Someone mentioned the paper  was a bit equation heavy to read. So I’ll give a simple example. You don’t have to download the data and code to get the idea but you can if you want to. The data comes from this paper. Stata code is here.  There are three binary variables: the outcome, the exposure and the confounder.  The mean of the confounder is 38.5% in the whole population, but it differs across the two levels of the exposure (58.3% for exposure = 0 and 32.5% for exposure = 1) so we need to balance the confounder when looking at the relationship between the exposure and the outcome. One method would be to use inverse probability weighting. This balances the confounder at the population mean in both levels of the exposure i.e. 38.5%. It is easy and standard to compare balance before and after adjustment when using inverse probability weighting, however you usually don’t see this in papers using an outcome regression. An outcome regression is just your standard regression model where the regression includes the outcome as the “dependent” variable and the exposure and confounder as “independent” variables. We illustrate a method to check where the outcome regression is balancing the confounder over the two levels of the exposure. It is at 51.9%. This is not the population mean of the confounder.  The “effect” of the exposure on the outcome is slightly different in the outcome regression compared to the inverse probability weighting as they are different populations (one with a mean of the confounder balanced at 38.5% and the other at 51.9%). In the code I show that it you run the outcome regression with an interaction between the exposure and the confounder (so it is saturated) and then calculate, using standardisation, an average effect of the exposure, if we standardise to a population where the confounder is balanced at 51.9% we get the effect of the exposure on the outcome we obtained from the outcome regression without the interaction. Put another way, the outcome regression isn’t balancing the interaction.

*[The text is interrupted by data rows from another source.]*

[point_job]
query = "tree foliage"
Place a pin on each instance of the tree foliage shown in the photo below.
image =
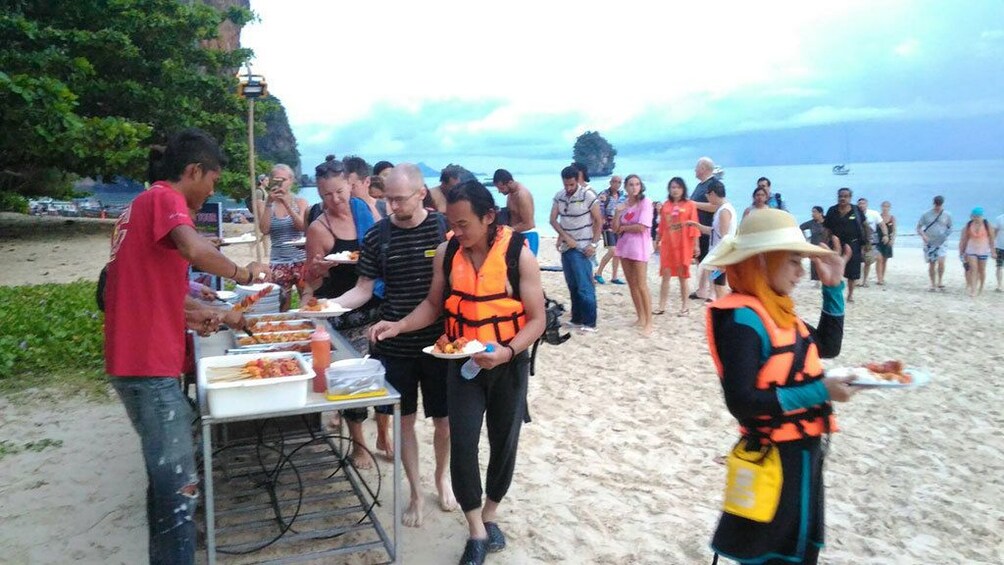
(592, 151)
(87, 85)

(Yes I am aware that in the code I use a linear regression for a binary outcome, but it doesn’t matter here, it was just a handy dataset!)

Original post

We’ve a new working paper (pre-print) and I would welcome comments either here on the blog or on the OSF site where the pre-print is hosted. There is also R and Stata code.  We’ve not shown anything new statistically but think we have a method of checking confounder balance in  outcome regressions.

The abstract is below.

“An outcome regression controlling for observed confounders remains a popular way to assess the causal effect of an exposure in epidemiology, despite more modern causal techniques for adjusting for observed confounders, such as inverse probability weighting. A feature of inverse probability weighting is that checking balance of confounders in the control and exposure groups after confounder adjustment is simple. However, researchers using outcome regressions commonly do not check confounder balance after controlling for confounders. Although outcome regressions will balance any confounder specified in the model, the confounder value the model balances at is not transparent. We show that a matrix representation of an outcome regression reveals that an outcome regression includes a weight similar to an inverse probability weight. We also show that outcome regressions may not be balancing at the sample mean of the confounders particularly if interactions are not included with the exposure, which is typically the case in outcome regressions. Finally, we show that the coefficient of the exposure in an outcome regression is simply the difference between two weighted counterfactuals. Thus, there is an important connection between traditional outcome regression and modern causal techniques.”